Wie der Wandel gelingen kann, zeigen Österreich und die Schweiz. In Österreich soll es im nächsten Jahr ein Ticket für alle öffentlichen Verkehrsmittel im ganzen Land geben, das pro Tag nur drei Euro kosten soll. Vorbild ist Wien, in der es bereits eine Jahreskarte von 365 Euro für alle Bahnen und Busse gibt. Und in der Schweiz bietet die Bahn ein Mobilitäts-Abo aus Bahn und E-Auto inklusive Service, Reifenwechsel, Versicherung und Steuern. In Luxembourg – am Hauptsitz von Globality Health – sind seit März 2020 sogar sämtliche öffentliche Verkehrsmittel kostenlos. Tickets und Fahrscheinkontrollen gehören hier der Vergangenheit an.

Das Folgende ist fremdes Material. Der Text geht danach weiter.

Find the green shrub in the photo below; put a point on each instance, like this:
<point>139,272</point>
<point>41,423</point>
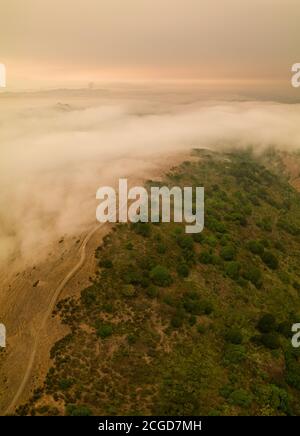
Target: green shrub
<point>234,354</point>
<point>232,270</point>
<point>256,247</point>
<point>267,323</point>
<point>183,270</point>
<point>152,291</point>
<point>270,340</point>
<point>270,260</point>
<point>228,253</point>
<point>205,257</point>
<point>128,291</point>
<point>234,336</point>
<point>161,248</point>
<point>254,275</point>
<point>241,398</point>
<point>160,276</point>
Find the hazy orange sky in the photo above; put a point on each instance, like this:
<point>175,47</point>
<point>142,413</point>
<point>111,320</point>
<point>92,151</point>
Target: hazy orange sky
<point>69,43</point>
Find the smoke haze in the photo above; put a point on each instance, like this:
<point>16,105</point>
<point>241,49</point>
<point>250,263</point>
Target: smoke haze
<point>54,156</point>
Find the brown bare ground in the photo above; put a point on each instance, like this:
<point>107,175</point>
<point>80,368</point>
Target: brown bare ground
<point>26,297</point>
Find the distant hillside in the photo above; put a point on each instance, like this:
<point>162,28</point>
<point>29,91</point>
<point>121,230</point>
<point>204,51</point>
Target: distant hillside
<point>174,324</point>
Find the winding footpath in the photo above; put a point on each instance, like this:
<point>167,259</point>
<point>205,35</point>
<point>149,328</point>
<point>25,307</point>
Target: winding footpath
<point>47,314</point>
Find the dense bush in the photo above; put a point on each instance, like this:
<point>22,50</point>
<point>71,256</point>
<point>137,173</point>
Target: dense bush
<point>183,270</point>
<point>234,336</point>
<point>270,340</point>
<point>228,253</point>
<point>240,398</point>
<point>160,276</point>
<point>232,270</point>
<point>104,331</point>
<point>256,247</point>
<point>206,257</point>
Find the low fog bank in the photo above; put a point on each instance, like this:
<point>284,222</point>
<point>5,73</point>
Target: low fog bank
<point>54,156</point>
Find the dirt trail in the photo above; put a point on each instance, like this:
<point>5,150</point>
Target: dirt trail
<point>47,314</point>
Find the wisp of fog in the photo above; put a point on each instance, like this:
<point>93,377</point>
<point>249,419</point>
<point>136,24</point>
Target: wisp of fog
<point>54,157</point>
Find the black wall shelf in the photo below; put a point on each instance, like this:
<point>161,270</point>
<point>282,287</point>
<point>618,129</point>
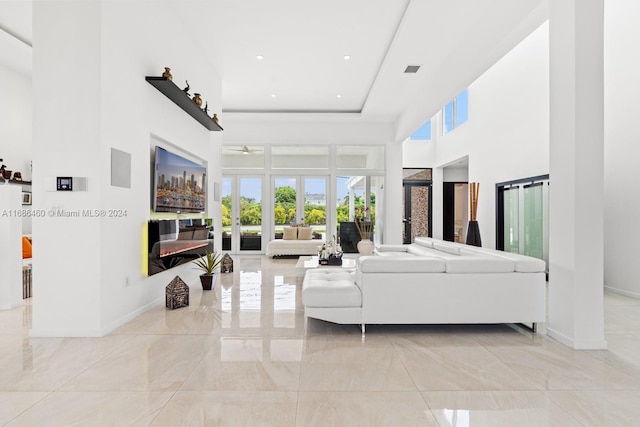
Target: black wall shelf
<point>177,95</point>
<point>13,181</point>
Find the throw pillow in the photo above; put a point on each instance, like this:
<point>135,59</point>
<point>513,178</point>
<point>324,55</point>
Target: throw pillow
<point>290,233</point>
<point>304,233</point>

Die Zukunft gehört der flexiblen und freien Flatrate-Mobilität. Landes-, bundes- und europaweit. Ein individueller und öffentlicher, gesunder und bequemer Verkehr ist kein Widerspruch, sondern die Lösung für die Mobilität nach Corona.
Daniel Dettling ist Jurist, Verwaltungs- und Politikwissenschaftler sowie Zukunftsforscher. Er leitet das Institut für Zukunftspolitik mit Sitz in Berlin. Für Globality Health ist er als Kolumnist tätig und schreibt regelmässig über Megatrends und aktuelle Themen.